Era uma casa inspirada na fachada do palácio do Cardeal de Retz, na Rue Monsieur, mas, uma vez lá dentro, nada havia do passado, ou de um presente que Rosemary conhecesse. A parte externa, de alvenaria, parecia encerrar o futuro, de modo que atravessar o limiar da porta e entrar no longo saguão (onde havia um brilho de aço, e reflexos prateados, e miríades de facetas de espelhos estranhamente lapidados) era como levar um choque elétrico, verdadeira prova para os nervos, extravagante como uma refeição de aveia e haxixe. O efeito não se parecia com nada do que se via na Exposição de Arte Decorativa, pois aqui havia gente dentro, não em frente. Rosemary teve a impressão falsa e excitante de estar no meio de um Cenário e calculou que todos ali sentiam o mesmo.

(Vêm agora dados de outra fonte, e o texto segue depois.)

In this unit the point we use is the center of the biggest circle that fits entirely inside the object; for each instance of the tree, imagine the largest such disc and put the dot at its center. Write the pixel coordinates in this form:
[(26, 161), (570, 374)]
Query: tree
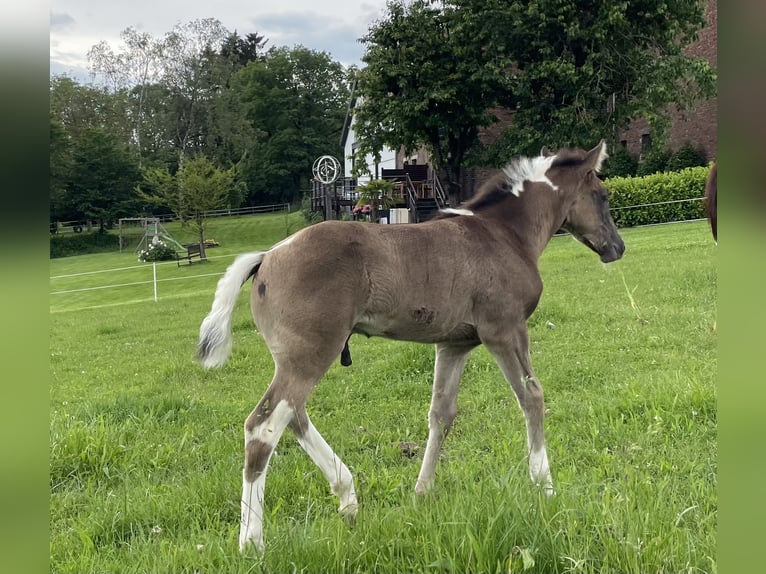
[(571, 72), (103, 178), (132, 71), (193, 191), (295, 102), (425, 85), (60, 161)]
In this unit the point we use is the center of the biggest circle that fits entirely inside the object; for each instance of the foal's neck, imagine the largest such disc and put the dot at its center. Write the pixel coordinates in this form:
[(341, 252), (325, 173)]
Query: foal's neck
[(534, 216)]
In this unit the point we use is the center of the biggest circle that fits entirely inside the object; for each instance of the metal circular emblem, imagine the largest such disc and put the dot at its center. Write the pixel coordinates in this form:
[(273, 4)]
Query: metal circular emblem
[(326, 169)]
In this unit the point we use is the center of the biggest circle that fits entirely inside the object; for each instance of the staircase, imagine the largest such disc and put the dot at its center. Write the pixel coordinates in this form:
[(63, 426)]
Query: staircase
[(426, 209)]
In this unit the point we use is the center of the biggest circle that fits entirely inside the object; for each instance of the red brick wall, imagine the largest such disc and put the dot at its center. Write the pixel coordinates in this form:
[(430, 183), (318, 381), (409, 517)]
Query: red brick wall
[(697, 126)]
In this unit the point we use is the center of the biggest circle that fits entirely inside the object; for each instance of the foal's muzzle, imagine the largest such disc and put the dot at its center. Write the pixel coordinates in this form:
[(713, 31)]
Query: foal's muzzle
[(611, 251)]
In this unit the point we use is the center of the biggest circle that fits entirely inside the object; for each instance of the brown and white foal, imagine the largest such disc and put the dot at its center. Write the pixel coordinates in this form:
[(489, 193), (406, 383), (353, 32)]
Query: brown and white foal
[(465, 278)]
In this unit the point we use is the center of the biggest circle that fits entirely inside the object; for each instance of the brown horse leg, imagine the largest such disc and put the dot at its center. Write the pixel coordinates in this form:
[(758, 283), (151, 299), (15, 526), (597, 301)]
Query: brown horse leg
[(450, 362), (513, 357), (263, 429), (336, 473)]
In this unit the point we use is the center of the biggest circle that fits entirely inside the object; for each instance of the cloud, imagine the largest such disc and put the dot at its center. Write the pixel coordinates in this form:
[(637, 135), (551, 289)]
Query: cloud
[(336, 37), (60, 21)]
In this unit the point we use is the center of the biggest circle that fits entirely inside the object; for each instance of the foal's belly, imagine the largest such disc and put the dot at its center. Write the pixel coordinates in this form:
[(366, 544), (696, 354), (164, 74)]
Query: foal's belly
[(421, 325)]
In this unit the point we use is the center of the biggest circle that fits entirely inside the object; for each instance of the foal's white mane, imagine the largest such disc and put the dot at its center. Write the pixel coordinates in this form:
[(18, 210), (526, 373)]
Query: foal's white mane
[(528, 169)]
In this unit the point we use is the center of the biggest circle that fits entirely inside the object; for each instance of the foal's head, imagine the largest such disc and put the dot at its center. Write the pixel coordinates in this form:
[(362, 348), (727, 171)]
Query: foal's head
[(587, 218)]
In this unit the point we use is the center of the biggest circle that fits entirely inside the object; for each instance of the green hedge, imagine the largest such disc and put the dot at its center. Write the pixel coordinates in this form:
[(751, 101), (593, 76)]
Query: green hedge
[(81, 243), (625, 192)]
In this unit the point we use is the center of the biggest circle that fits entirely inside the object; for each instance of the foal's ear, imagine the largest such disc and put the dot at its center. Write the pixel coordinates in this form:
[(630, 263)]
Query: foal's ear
[(595, 157)]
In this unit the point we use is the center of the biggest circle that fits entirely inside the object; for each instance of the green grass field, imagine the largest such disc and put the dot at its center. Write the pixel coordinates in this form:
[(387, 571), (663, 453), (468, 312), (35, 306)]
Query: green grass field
[(146, 448)]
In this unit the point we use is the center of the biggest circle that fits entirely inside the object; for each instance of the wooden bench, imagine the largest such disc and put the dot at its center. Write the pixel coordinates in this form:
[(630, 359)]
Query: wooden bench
[(192, 250)]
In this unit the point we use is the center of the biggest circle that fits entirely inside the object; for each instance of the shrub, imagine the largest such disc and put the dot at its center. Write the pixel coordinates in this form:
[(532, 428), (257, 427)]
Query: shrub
[(157, 251), (687, 184), (82, 243)]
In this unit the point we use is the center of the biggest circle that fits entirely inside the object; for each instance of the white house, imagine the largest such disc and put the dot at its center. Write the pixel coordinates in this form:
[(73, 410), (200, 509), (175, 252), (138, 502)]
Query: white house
[(348, 141)]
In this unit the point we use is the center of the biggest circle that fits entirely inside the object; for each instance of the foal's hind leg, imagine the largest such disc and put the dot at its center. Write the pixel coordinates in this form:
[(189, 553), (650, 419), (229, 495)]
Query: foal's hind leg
[(450, 362), (512, 354), (337, 473), (263, 428)]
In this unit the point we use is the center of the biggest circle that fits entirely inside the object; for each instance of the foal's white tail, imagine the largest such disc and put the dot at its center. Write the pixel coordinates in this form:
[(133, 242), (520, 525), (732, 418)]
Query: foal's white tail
[(215, 332)]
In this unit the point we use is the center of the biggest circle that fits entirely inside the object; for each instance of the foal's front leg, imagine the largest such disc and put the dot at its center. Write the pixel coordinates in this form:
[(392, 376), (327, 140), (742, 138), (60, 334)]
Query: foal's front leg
[(449, 365), (512, 354)]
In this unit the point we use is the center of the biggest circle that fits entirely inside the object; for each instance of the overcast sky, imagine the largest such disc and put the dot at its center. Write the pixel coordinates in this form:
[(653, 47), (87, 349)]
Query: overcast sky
[(332, 26)]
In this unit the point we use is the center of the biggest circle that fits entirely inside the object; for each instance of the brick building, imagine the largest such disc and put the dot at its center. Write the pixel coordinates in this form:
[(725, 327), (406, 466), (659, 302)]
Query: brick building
[(697, 126)]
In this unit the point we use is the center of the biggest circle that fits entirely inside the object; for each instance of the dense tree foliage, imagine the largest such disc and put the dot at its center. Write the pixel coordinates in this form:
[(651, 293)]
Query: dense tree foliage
[(571, 71), (197, 94), (192, 191), (295, 103)]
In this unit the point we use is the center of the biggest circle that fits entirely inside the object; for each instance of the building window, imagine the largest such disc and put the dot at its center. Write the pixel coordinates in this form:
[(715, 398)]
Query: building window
[(646, 142)]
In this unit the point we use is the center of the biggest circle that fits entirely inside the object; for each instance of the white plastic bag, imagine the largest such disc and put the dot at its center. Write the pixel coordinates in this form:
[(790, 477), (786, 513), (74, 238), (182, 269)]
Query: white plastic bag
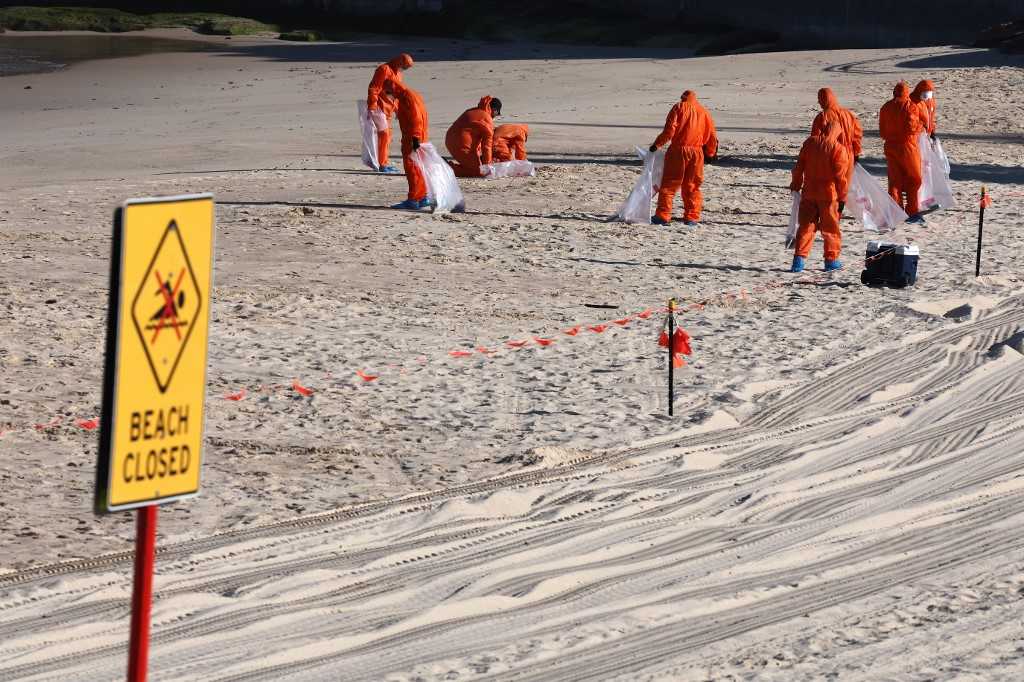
[(442, 188), (791, 233), (870, 204), (380, 121), (369, 136), (935, 189), (637, 207), (508, 169)]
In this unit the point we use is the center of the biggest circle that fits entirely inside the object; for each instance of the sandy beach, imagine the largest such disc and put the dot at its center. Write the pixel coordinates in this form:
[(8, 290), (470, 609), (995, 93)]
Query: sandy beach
[(838, 492)]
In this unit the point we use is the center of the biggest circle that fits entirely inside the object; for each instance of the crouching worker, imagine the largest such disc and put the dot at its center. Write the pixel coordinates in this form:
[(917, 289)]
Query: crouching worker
[(412, 113), (691, 131), (470, 139), (820, 176), (510, 142)]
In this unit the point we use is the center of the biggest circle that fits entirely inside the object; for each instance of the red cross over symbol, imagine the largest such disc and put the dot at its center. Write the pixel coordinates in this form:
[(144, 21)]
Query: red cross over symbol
[(169, 312)]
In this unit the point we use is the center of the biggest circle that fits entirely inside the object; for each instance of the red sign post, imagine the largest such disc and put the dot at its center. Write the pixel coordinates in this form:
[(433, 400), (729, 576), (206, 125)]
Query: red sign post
[(141, 594)]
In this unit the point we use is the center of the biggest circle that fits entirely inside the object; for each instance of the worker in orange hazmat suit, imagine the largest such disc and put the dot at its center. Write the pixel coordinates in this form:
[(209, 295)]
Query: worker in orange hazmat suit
[(924, 96), (510, 142), (414, 124), (386, 73), (852, 133), (470, 139), (820, 176), (690, 133), (387, 105), (900, 121)]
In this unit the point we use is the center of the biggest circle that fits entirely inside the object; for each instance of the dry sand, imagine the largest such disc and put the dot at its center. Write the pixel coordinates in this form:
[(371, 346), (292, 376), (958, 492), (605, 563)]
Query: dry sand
[(839, 492)]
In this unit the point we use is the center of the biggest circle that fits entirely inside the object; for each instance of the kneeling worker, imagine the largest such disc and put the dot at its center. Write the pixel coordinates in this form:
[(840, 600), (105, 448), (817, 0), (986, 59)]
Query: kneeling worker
[(820, 176), (510, 142), (470, 138), (413, 121)]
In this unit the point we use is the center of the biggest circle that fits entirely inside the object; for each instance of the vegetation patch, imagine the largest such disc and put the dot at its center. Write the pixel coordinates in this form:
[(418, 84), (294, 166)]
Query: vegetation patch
[(115, 20), (302, 36)]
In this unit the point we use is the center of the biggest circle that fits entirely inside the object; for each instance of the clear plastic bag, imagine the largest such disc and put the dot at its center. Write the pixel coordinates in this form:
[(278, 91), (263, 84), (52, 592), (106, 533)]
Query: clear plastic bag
[(935, 189), (442, 187), (791, 232), (941, 154), (369, 136), (870, 204), (508, 169), (637, 208)]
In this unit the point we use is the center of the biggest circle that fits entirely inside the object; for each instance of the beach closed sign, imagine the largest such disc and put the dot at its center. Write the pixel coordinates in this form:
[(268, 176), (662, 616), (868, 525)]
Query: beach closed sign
[(155, 374)]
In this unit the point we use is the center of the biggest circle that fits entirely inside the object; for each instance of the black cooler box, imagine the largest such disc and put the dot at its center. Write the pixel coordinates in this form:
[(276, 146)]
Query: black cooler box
[(890, 264)]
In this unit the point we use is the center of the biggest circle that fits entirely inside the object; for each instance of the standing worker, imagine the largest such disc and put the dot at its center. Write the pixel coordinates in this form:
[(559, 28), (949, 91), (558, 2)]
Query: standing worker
[(924, 96), (389, 72), (470, 138), (848, 122), (820, 176), (691, 131), (900, 121), (510, 142), (414, 124), (387, 105)]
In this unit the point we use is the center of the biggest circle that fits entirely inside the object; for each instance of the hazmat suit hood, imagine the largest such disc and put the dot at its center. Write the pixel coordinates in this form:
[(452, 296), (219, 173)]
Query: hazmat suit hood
[(403, 60), (921, 88), (827, 99)]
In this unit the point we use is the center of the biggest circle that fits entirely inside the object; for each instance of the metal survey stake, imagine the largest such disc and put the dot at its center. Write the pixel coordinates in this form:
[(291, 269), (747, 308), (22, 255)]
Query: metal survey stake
[(981, 226), (672, 343)]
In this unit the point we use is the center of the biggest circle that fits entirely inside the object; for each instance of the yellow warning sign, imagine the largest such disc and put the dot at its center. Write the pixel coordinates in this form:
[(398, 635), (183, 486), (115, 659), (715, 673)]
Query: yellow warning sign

Havia mais de trinta pessoas, na maioria mulheres, imitadoras de Louisa M. Alcott ou de Madame de Ségur; agiam naquele cenário cautelosamente, com a precisão de mão humana que estivesse catando cacos de vidro. Não se poderia dizer que dominassem o ambiente, quer como indivíduos, quer como grupo, como uma pessoa domina e conhece bem uma obra de arte de sua propriedade, por mais misteriosa que seja; ninguém sabia o que esta sala significava, pois estava evoluindo para uma outra coisa qualquer, tornando-se o que uma sala não é; existir ali era tão difícil como caminhar por uma escada rolante muito encerada, e ninguém poderia conseguir isto a não ser pelas já mencionadas qualidades que limitavam e definiam a maioria dos presentes.
Eram de dois tipos. Havia os americanos e os ingleses que tinham desperdiçado a primavera e o verão, de modo que tudo o que agora faziam tinha inspiração puramente nervosa. Mostravam-se muito quietos e letárgicos em certas horas, depois explodiam em súbitas brigas, ou tinham esgotamento nervoso, ou arvoravam-se em sedutores. A outra classe, que poderia ser chamada dos exploradores, era formada pelos parasitas, que, em comparação com os primeiros, eram sóbrios, sérios, com um objetivo na vida e sem tempo a perder. Conservavam melhor seu equilíbrio num ambiente como este e eram os criadores da atmosfera existente.
A artificialidade se tornou clara a Dick e Rosemary, que imediatamente se viram separados. A garota descobriu de repente que era uma pessoazinha pouco sincera, que falava sem sentir e desejava que o diretor de cena aparecesse. Havia, no entanto, tal agitação, tanto bater de asas na sala, que não considerou sua posição mais incongruente do que a dos outros. Além do mais, sua experiência lhe valeu de alguma coisa, e, após uma série de voltas semimilitares, mudanças e marchas, ela se viu aparentemente conversando com uma moça bem arrumadinha, com belo rosto de rapaz; mas, na realidade, estava mais interessada na conversa que se desenrolava num banco de metal, que parecia uma escada, diagonalmente a ela e a quatro metros de distância.
Três mulheres jovens estavam sentadas nesse banco. Eram todas altas e delgadas, penteadas como manequins, e, enquanto falavam, sacudiam as cabeças pequenas acima dos costumes de tecido escuro, como flores de longos caules e cabeças de cobra.
— E um bom espetáculo — disse uma delas, com voz profunda. — Praticamente é o melhor de Paris... Eu seria a última a negá-lo. Mas, afinal de contas... — suspirou. — As frases que ele repete, e repete... "O mais velho habitante roído pelos roedores." A gente só ri uma vez.
— Prefiro pessoas cuja vida tenha superfície mais áspera — falou a segunda. — E não gosto dela.
— Nunca consegui interessar-me muito por eles, nem por seu grupo. Por quê, por exemplo, a presença do completamente bêbado sr. North?
— Ele viajou -— disse a primeira. — Mas você tem de concordar que os componentes do grupo são as criaturas mais encantadoras deste mundo.
Rosemary contraiu-se indignada, ao perceber que estavam falando dos Diver. Mas a moça com quem ela conversava, de camisa azul engomada, costume cinza, brilhantes olhos azuis e faces rosadas, começara seu jogo. Desesperadamente, começou a mostrar-se tal qual era, e Rosemary logo disto se apercebeu, enojada.